Beebole prioritizes customer data and security with Bugcrowd

About Beebole

Beebole is an employee time tracking SaaS solution for organizations of all sizes. With Beebole, businesses can efficiently measure the time spent on clients, projects, and tasks. They can also control budgets, costs, leaves of absence, timesheet approvals, and more with a simple dashboard and fully configurable reports.

Background Information

Companies from more than 60 countries, spanning all types of industries and sizes, rely on Beebole for their time tracking and project management needs. Beebole chose Bugcrowd’s penetration testing as-a-service to identify potential vulnerabilities in its application. For the Beebole platform to effectively track employee time, calculate budgets, and manage project profitability, Beebole must store important, sensitive employee data. Beebole has never taken this task lightly for three reasons:

• There is a moral obligation to do the right thing and protect people’s data.
• Of course, there is a legal obligation to abide by the contracts that clients sign.
• Last but not least, there is a question of brand reputation. Beebole’s success relies on preserving its clients trust.

Data security and protection for Beebole involves a series of processes and practices that are embodied and executed on a daily basis. As part of these practices, Bugcrowd’s penetration testing services assure Beebole that its security processes and practices are effective.

Beebole’s Day-to-Day Approach to Data

• Access controls: Choosing to work with Linode (Equinix) was no fluke; Beebole chose arguably the safest server in the world for a reason.
• Authentication: There’s a clear record of who has access to what data and when.
• Backups & recovery: In the case of data corruption, failure, or some other unexpected disaster, there’s a recovery plan in place with backed-up data.
• Data resiliency: This protection ties into backups and recovery, but data resiliency is key to making sure that if there is some sort of failure, that the data can be brought back accurately.
• Data encryption: Ensuring that the data is not accessible to outside sources.

Beebole’s Standpoint on Security

For what goes into protecting the data that Beebole stores, Beebole follows the CIA triad:

• Confidentiality: Data is accessed only by authorized users with proper credentials.
• Integrity: Data is stored in a reliable, accurate environment, and it’s not subject to unwarranted or unapproved changes.
• Availability: Data is readily and safely accessible for online business needs.

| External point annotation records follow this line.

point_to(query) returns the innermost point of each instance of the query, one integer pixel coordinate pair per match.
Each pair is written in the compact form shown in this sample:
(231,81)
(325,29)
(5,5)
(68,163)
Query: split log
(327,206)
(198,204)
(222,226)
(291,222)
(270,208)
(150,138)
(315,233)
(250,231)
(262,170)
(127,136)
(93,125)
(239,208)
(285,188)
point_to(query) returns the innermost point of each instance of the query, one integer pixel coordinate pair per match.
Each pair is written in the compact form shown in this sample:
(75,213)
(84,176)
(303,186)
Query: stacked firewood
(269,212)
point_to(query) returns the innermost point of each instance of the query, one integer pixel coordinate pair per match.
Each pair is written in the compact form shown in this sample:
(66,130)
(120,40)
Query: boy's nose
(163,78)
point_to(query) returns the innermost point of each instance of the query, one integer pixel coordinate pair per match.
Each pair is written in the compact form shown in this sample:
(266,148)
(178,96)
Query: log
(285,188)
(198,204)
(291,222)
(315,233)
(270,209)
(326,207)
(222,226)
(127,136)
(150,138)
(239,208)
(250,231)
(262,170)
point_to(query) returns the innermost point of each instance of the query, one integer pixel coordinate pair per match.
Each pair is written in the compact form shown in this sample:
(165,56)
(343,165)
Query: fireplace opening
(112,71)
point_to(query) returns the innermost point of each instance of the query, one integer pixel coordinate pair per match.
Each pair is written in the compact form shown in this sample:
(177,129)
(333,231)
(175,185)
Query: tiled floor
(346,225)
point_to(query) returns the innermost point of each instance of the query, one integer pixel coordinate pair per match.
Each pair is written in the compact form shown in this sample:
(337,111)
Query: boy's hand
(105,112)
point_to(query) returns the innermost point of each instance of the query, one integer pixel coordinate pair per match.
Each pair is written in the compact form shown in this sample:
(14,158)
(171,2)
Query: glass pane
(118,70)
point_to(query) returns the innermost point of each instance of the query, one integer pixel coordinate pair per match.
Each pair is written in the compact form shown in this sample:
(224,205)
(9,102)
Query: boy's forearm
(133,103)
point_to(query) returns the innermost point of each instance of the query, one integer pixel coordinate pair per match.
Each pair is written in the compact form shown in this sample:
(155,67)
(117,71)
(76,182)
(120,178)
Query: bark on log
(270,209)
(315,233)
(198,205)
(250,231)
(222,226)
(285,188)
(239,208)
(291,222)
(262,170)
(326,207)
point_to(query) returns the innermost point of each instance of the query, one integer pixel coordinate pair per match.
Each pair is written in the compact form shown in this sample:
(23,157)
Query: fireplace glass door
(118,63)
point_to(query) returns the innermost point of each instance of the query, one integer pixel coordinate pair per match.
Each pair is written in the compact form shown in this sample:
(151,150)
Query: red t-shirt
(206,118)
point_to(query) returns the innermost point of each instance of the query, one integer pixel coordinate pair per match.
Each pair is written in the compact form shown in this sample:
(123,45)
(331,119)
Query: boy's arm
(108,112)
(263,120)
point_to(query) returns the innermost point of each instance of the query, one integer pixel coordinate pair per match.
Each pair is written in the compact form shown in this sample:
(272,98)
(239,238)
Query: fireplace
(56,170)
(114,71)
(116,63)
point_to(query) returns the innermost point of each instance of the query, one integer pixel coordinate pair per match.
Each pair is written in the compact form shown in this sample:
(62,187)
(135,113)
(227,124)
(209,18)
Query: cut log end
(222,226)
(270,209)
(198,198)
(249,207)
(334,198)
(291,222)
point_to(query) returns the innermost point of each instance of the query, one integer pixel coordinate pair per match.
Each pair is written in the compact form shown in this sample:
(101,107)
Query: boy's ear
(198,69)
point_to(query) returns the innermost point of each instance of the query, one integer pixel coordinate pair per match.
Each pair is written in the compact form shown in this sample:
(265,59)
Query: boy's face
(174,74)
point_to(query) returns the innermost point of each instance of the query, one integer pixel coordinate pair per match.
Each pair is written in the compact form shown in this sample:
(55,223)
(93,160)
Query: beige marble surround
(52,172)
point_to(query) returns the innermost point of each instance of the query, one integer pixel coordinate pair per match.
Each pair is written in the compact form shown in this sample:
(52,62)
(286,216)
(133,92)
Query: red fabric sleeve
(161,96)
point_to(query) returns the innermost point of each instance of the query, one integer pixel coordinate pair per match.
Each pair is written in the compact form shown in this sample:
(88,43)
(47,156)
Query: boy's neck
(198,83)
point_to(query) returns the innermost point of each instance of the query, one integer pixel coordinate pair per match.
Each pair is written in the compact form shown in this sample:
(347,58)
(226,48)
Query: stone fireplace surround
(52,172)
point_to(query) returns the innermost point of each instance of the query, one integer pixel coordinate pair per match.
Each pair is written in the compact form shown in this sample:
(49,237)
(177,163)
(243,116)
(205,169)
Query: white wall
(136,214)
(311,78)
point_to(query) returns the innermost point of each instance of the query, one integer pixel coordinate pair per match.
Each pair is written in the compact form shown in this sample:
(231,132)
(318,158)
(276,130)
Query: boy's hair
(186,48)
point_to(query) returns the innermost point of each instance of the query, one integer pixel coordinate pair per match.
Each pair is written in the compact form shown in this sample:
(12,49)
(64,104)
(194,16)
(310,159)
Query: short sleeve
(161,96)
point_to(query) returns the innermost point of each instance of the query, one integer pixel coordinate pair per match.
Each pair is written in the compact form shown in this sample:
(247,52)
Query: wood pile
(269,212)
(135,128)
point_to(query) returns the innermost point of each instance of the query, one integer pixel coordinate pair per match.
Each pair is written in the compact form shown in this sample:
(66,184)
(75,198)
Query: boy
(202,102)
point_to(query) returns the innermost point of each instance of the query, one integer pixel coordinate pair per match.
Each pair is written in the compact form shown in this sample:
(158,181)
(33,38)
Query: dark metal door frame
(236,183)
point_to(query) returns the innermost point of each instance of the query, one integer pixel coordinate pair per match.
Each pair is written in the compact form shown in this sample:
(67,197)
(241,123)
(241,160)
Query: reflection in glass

Other Important Policies in Action

Here are a few more policies that help keep Beebole’s data secure:

• Real-time alerts: From firewall and Linode notifications, to alerts when there is a significant number of errors in the app, Beebole is notified in real-time whenever a potential issue arises.
• Data risk assessment: Beebole knows where all data resides at all times, knows whether or not it’s sensitive, understands who has access (and if they should), and reviews permissions and access levels at all times.
• Data minimization: There is such a thing as too much data, which is why Beebole minimizes the amount of data collected and stored by asking one simple question: Do we really need this data? If not, it’s purged.

A New Policy: Pen Testing With Bugcrowd

Beebole decided to widen its security testing capabilities by leveraging Bugcrowd’s pen testing-as-a-service offerings. Adding an external security assessment to its broad list of data security policies allows for an even deeper peace of mind, both for Beebole and for their varied customer base.

For Beebole, getting the stamp of approval from Bugcrowd not only proved that the security processes, capabilities and systems put in place are working, but it’s proof for Beebole’s customers, too: Beebole cares about data security, and they’ve got the pen tests to back it up.

So, Why Bugcrowd?

• Beebole wanted to work with the best of breed, and Bugcrowd is the leader in the cyber security world specializing in penetration tests, VDPs, and bug bounty programs, among others.
• Bugcrowd security researchers are extremely agile and creative in their work; instead of spending a finite amount of time on testing and checking off a standard check-list, they think outside the box to find potential holes or security issues throughout a span of three weeks.
• They work fast and efficiently; issues that are pinpointed are fixed and checked all within the same pen test.
• Bugcrowd delivers what was promised, and then some. Apart from providing a technical summary, which is great for Beebole to share with IT professionals, they also provide an executive summary for a more digestible version of the work they do.